Mas as dores de quem julga não tomam conta apenas de sua vida profissional. Operações como as da lava-jato não respeitam limites. Não reconhecem obstáculos. Ela é como uma grande avalanche. Sai destruindo tudo que está a sua frente.
Atividades simples, rotineiras, necessárias a qualquer mortal, acabam sendo atingidas pelas investigações.
O jantar, o cinema, o café da tarde, a visita a uma padaria já não se faz como antes. O sono já não é o mesmo. Como um raio de sol, a lava-jato entra por todas as frestas. Não apenas o julgador convive mais com ela. Também sua família e seus amigos participam do solene momento, sendo corroídos, repetidas vezes, pelo mesmo ácido que impregna o magistrado.
O ritmo é intenso. Uma verdadeira maratona. Mesmo no leito da cama, é inevitável não pensar na próxima etapa e nos procedimentos do dia seguinte. Nesse ambiente conturbado, até mesmo os sonhos fazem questão de lembrá-lo de algumas passagens já percorridas; ou apresentar-lhe um contexto novo, normalmente temido e não desejado. Não raro, a figura de um terapeuta se faz presente, numa tentativa de dar vazão a ansiedades, medos e incertezas que tomam conta da mente do julgador. Afinal de contas, por trás do magistrado está o ser humano, com todas as suas limitações e interpretações dos fatos que estão ao seu redor. Em ocasiões mais específicas, até os medicamentos passam a ser coadjuvantes dessa caminhada.
Muitos magistrados pelo Brasil sabem exatamente do que estou falando e do que Sérgio Moro tem sofrido. Eu mesmo já passei por situações bem semelhantes. Sei, como ele e como tantos outros, o quanto é difícil fazer justiça nesse País. A força do mal é grande. O Poder protege-se a si mesmo. Mover-se por entre suas estruturas não é tarefa fácil. Exige destreza, equilíbrio, conhecimento profundo e uma ajuda forte lá do Alto.

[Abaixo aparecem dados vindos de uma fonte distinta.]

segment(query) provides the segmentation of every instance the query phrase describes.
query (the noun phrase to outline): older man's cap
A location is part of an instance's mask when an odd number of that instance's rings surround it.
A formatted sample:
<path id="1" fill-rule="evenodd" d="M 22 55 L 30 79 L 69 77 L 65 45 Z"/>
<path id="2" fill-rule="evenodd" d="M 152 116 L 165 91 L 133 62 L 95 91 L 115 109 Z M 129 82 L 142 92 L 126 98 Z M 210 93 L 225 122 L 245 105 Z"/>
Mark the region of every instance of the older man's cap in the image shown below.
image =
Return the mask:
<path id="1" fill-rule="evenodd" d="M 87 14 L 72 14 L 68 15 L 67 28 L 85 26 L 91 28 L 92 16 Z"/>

Assim como o mensalão, a lava-jato nos dá a oportunidade de conhecermos melhor os bastidores do Poder e os interesses escusos que lá convivem. Como os crimes e as manobras são engendrados. Onde os discursos de palanque ganham seu verdadeiro significado.
É comum vermos pessoas que tiveram experiências de quase morte retornarem à sua rotina com uma outra perspectiva sobre a vida. Trazem um olhar mais positivo a respeito da realidade que as cerca.
Espero que a lava-jato também tenha essa virtude. Oremos por Sérgio Moro.